Maybe you would recognize the hair. With her unruly mane of curls, Akers is the Alexi Lalas of women's soccer. And at 5'10" she is several inches taller than most of her ponytailed teammates.

When Akers flew back from the inaugural Women's World Cup, held in China in 1991, a little old lady sitting next to her on the plane asked where Akers had been. She explained that she had just played in the world championship soccer tournament.

"How'd you do?" the woman asked.

"We won."

"That's nice," the woman said.

The win was more than just nice. The 2-1 victory over Norway in the final gave U.S. soccer its first world championship since 1862, when the first team was organized in the U.S. Whereas the U.S. men's team has struggled for the past century merely to be competitive in most international games, the women's team became a power soon after the women's game went worldwide in the mid-1980s.

Akers laughs at the memory of the U.S. team's first overseas trip, to a tournament in Italy in 1985. At the time she was a sophomore at Central Florida. "We didn't look like a national team," she says. "All we had were these lime-green and purple uniforms. No one was fit. It just felt like we were off to Italy on a vacation. We were just a bunch of kids, we didn't know what we were getting into." That team lost three of its four games and tied the other.
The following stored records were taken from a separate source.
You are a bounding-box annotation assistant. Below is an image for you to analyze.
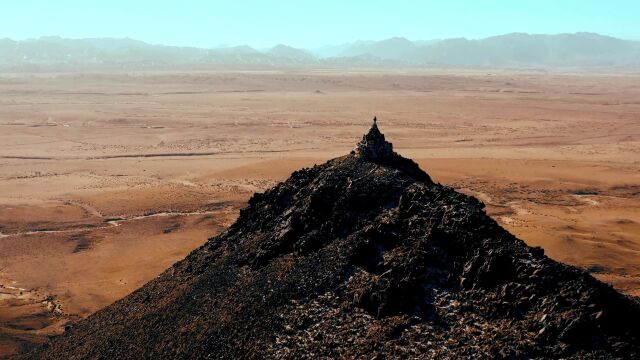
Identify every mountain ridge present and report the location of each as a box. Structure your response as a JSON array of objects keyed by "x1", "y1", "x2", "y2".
[
  {"x1": 1, "y1": 32, "x2": 639, "y2": 70},
  {"x1": 23, "y1": 120, "x2": 640, "y2": 359}
]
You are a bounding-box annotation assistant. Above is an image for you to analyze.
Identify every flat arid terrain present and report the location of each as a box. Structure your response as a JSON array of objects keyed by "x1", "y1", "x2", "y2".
[{"x1": 1, "y1": 70, "x2": 639, "y2": 356}]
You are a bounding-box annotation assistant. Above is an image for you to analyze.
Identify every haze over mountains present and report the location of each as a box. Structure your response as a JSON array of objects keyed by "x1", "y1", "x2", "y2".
[{"x1": 1, "y1": 32, "x2": 639, "y2": 70}]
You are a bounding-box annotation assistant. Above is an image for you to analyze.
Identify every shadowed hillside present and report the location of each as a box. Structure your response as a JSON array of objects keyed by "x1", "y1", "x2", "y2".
[{"x1": 23, "y1": 120, "x2": 640, "y2": 359}]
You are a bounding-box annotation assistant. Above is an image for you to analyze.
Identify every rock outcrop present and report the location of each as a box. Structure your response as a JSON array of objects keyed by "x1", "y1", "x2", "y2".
[
  {"x1": 354, "y1": 117, "x2": 394, "y2": 160},
  {"x1": 25, "y1": 119, "x2": 640, "y2": 359}
]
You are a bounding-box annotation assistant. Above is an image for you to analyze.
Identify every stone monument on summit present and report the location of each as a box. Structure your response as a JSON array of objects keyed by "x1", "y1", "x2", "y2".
[{"x1": 354, "y1": 116, "x2": 395, "y2": 160}]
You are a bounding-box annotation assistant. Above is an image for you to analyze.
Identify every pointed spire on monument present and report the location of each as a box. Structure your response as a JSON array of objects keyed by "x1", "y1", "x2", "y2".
[{"x1": 354, "y1": 116, "x2": 394, "y2": 161}]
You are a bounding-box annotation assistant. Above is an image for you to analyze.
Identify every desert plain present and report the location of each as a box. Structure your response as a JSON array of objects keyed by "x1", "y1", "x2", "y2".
[{"x1": 0, "y1": 70, "x2": 639, "y2": 356}]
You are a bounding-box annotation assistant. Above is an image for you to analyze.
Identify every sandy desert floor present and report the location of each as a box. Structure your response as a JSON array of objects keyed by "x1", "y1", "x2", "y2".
[{"x1": 0, "y1": 70, "x2": 639, "y2": 356}]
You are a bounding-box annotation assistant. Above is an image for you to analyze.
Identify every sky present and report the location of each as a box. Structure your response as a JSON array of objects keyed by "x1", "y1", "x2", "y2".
[{"x1": 1, "y1": 0, "x2": 638, "y2": 48}]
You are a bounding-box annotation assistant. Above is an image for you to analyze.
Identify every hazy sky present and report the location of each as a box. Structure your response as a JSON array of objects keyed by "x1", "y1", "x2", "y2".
[{"x1": 2, "y1": 0, "x2": 638, "y2": 48}]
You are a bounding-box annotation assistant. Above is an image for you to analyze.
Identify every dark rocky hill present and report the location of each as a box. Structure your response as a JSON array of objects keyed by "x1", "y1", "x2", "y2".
[{"x1": 25, "y1": 120, "x2": 640, "y2": 359}]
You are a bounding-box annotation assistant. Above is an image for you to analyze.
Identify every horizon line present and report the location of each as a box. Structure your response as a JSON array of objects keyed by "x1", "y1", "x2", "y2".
[{"x1": 2, "y1": 31, "x2": 637, "y2": 50}]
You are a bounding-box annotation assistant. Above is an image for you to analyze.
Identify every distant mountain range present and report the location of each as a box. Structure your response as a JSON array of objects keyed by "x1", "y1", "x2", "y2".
[{"x1": 1, "y1": 33, "x2": 639, "y2": 70}]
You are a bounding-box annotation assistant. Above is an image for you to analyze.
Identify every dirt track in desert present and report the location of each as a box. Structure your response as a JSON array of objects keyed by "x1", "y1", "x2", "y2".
[{"x1": 1, "y1": 70, "x2": 639, "y2": 356}]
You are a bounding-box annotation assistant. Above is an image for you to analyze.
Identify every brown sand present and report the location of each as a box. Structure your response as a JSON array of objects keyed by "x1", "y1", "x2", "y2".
[{"x1": 0, "y1": 70, "x2": 639, "y2": 356}]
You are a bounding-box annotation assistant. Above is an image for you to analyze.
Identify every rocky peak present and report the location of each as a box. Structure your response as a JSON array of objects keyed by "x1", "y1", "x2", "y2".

By the time of the first Women's World Cup six years later, America's team had changed dramatically. Most of the players who made up the 1991 side had taken up soccer when the game began booming in the U.S., in the 1970s, which was just about the same time European girls began playing their continent's favorite sport. That team, drawn from the first generation of U.S. women players, developed into an offensive powerhouse, led by Akers.

Now there are players on the national team who, as they were growing up, dreamed of being like Mich. "In high school our coach showed us tapes of the 1991 World Cup," says starting U.S. midfielder Tiffany Roberts, who recently turned 18. "She was the best player I had ever seen. I was in awe."